For those of you who missed it the first go-around, here’s my latest column, as printed by The Forum Saturday, August 24, reprinted with permission.
Every last one of us is called to be a saint
By Roxane B. Salonen, The Forum
“You’re meant to be holy. We’re all called to be saints.”
Around that same time our parish watched the film, “The Song of Bernadette,” starring Jennifer Jones. For a few days afterward I tried hard to be holy like Bernadette, but after a few fights with my sister, realized the futility.
But the refrain continued to resound through the years, often in sermons at church. It was as if an angel were tapping me on the shoulder, “Hey, Roxane, about that saint thing, it still applies.”
“Yeah right,” said the voice from deep within me. That saint stuff was for other, better people.
But in time, I began reading the stories of these exemplary people who have been documented as having lived virtuously and been responsible for prompting post-death miracles.
A pattern began to emerge. Not only were these saints holy but they’d also been sinners.
In fact, some of the greatest saints led particularly raucous lives prior to turning onto a path of holiness.
A lively example comes in St. Augustine, who lived in the fourth century. For the first half of his life, he shirked his good upbringing and made poor choices, like stealing even when he had what he needed. In time, his sins increased, and lust became a resounding theme, he would later confess.
As I discovered these saints, the “I could never be good enough” theory faded, and I began to adjust to the idea that perhaps sainthood can be achieved by the ordinary among us.
I recently had the pleasure of hearing a Dominican religious sister, Sister Gabriella Yi, talk on, “Understanding Our Universal Call to Holiness.” A native of Seoul, Korea, who grew up in Philadelphia, Yi was the latest to remind me we should all be saint-wannabes.
Yi approached the topic from that of vocation. Unlike an avocation, or career, which is temporary and “something you do,” she said, a vocation implies a permanent relationship, “something you are.”
Each of us has a vocation prompted by God, she reminded.
“God created us because his love overflowed,” Yi said, adding that love and its companion, joy, beg to be shared. “The more they are shared, the more they expand.”
And holiness, she said, is really nothing more than “the perfection of love,” or charity. “All of us have a general vocation of holiness to seek this perfection.”
Yi concluded that at our deepest level, we are all sons and daughters of God before anything else.

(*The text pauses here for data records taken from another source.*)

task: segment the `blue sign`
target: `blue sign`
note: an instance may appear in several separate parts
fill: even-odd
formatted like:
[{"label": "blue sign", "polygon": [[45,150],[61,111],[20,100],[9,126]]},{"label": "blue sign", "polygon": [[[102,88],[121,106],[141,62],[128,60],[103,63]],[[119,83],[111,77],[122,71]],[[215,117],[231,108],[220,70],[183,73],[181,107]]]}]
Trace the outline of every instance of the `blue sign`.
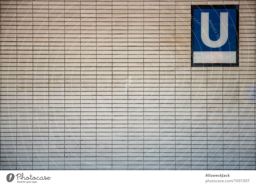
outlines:
[{"label": "blue sign", "polygon": [[238,66],[238,6],[191,6],[192,66]]}]

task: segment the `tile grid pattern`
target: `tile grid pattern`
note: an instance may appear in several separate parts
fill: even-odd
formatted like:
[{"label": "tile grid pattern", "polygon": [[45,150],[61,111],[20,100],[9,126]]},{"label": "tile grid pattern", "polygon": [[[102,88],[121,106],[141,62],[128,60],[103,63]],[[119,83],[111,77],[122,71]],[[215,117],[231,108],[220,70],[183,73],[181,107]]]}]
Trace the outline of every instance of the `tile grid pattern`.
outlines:
[{"label": "tile grid pattern", "polygon": [[[1,4],[1,169],[255,169],[255,0]],[[222,4],[240,67],[191,68],[190,6]]]}]

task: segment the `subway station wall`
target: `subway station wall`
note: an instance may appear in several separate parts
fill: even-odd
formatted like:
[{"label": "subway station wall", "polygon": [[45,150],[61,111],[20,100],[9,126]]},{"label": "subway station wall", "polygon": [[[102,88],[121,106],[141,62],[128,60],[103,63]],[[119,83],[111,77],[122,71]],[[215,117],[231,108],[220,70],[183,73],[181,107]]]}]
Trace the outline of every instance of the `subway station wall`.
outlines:
[{"label": "subway station wall", "polygon": [[[223,4],[239,66],[191,67],[191,5]],[[1,169],[255,169],[256,6],[1,0]]]}]

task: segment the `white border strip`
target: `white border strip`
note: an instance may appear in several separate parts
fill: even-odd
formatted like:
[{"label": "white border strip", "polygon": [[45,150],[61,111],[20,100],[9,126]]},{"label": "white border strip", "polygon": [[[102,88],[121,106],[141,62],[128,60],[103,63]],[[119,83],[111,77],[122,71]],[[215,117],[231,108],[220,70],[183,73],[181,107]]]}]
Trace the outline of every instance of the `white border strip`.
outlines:
[{"label": "white border strip", "polygon": [[236,51],[194,52],[194,63],[236,63]]}]

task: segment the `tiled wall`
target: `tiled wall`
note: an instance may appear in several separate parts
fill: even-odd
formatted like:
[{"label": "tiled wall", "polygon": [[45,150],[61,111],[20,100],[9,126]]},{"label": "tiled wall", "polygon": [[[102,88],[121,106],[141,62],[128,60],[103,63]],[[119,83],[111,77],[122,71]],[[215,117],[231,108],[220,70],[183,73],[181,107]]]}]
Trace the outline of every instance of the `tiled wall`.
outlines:
[{"label": "tiled wall", "polygon": [[[239,4],[239,67],[191,67],[191,4]],[[1,1],[6,169],[255,169],[255,0]]]}]

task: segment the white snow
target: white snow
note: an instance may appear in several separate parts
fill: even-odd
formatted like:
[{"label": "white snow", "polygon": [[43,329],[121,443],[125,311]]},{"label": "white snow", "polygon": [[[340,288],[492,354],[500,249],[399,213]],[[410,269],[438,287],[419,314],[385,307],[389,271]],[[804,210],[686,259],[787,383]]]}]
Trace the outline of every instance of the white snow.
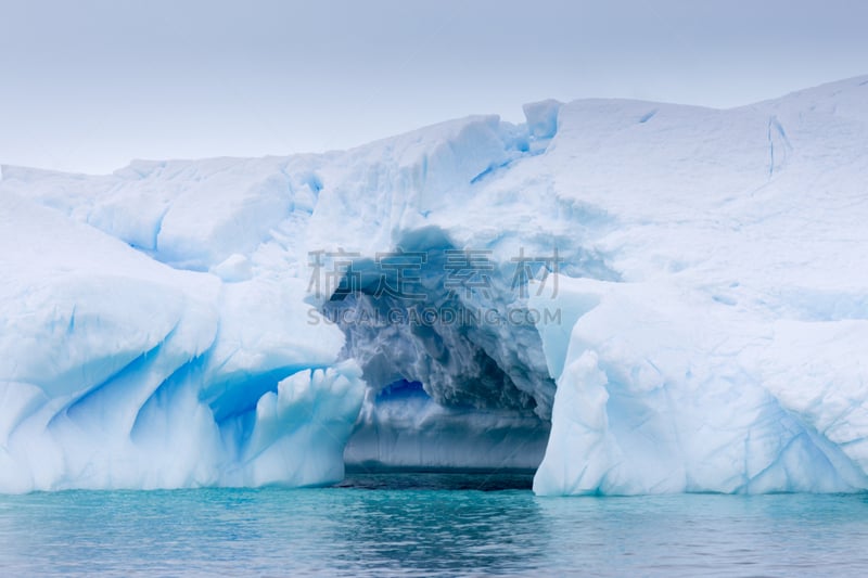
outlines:
[{"label": "white snow", "polygon": [[[323,155],[2,167],[0,491],[328,484],[345,447],[533,467],[549,428],[542,494],[868,488],[868,77],[525,114]],[[370,284],[398,247],[429,257],[417,301]],[[484,252],[485,292],[449,291],[456,249]],[[355,254],[362,294],[331,298],[311,252]],[[493,317],[323,318],[425,308]],[[503,322],[528,309],[552,317]]]}]

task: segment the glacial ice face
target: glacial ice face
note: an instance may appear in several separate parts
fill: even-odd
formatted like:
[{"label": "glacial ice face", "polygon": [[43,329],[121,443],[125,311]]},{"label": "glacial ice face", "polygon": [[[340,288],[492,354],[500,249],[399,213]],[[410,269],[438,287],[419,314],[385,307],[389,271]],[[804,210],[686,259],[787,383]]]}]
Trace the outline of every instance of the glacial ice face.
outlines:
[{"label": "glacial ice face", "polygon": [[[541,459],[546,494],[868,488],[867,95],[546,101],[324,155],[3,167],[0,491],[327,484],[344,457]],[[371,285],[399,249],[430,257],[417,300]],[[489,283],[452,291],[465,249]],[[358,291],[333,260],[318,286],[317,252],[354,254]],[[429,307],[558,316],[329,322]]]}]

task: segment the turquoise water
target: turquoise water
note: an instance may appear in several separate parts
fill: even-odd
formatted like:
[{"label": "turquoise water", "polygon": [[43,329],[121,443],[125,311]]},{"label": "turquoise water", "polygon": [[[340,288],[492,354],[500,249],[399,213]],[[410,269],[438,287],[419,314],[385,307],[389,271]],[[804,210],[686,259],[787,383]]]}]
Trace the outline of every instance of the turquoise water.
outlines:
[{"label": "turquoise water", "polygon": [[864,494],[537,498],[521,476],[419,474],[344,486],[0,497],[0,575],[868,575]]}]

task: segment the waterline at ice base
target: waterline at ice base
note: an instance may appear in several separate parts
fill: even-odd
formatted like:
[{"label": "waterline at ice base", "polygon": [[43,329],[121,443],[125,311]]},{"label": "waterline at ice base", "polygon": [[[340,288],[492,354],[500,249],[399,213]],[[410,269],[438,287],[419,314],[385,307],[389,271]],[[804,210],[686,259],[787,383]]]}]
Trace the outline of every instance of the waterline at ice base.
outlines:
[{"label": "waterline at ice base", "polygon": [[0,492],[868,489],[868,77],[2,167]]}]

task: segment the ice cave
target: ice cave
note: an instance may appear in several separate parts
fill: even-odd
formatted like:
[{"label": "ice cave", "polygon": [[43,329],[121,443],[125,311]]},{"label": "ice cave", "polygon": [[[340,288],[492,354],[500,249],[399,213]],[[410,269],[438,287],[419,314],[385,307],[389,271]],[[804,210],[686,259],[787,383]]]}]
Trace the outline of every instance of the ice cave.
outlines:
[{"label": "ice cave", "polygon": [[868,488],[868,79],[323,154],[3,166],[0,492]]}]

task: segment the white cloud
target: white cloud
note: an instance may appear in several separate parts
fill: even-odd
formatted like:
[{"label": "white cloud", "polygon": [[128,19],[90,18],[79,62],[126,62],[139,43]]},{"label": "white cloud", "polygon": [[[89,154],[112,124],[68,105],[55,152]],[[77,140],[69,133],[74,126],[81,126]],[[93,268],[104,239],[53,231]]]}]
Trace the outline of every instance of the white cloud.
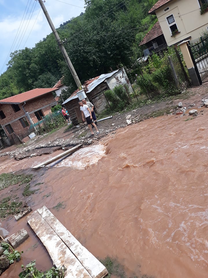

So why don’t we all become saints? What stops us? “Because we won’t let God love us,” she said. “We think we need to be perfect first.”
That, of course, is where I went wrong all those years ago. Rather than seeing myself as a saint-in-the-making and as worthy of achieving holiness as St. Augustine, I deemed myself too flawed to be saint material.
But I’m coming around, and in recent years I’ve found myself wanting to leave a mark of holiness in this world.
So I’m trusting now that despite my sins and imperfections, God is watching, waiting, hoping that I – and you too – will seek sainthood and a life with him forever, starting right here, right now.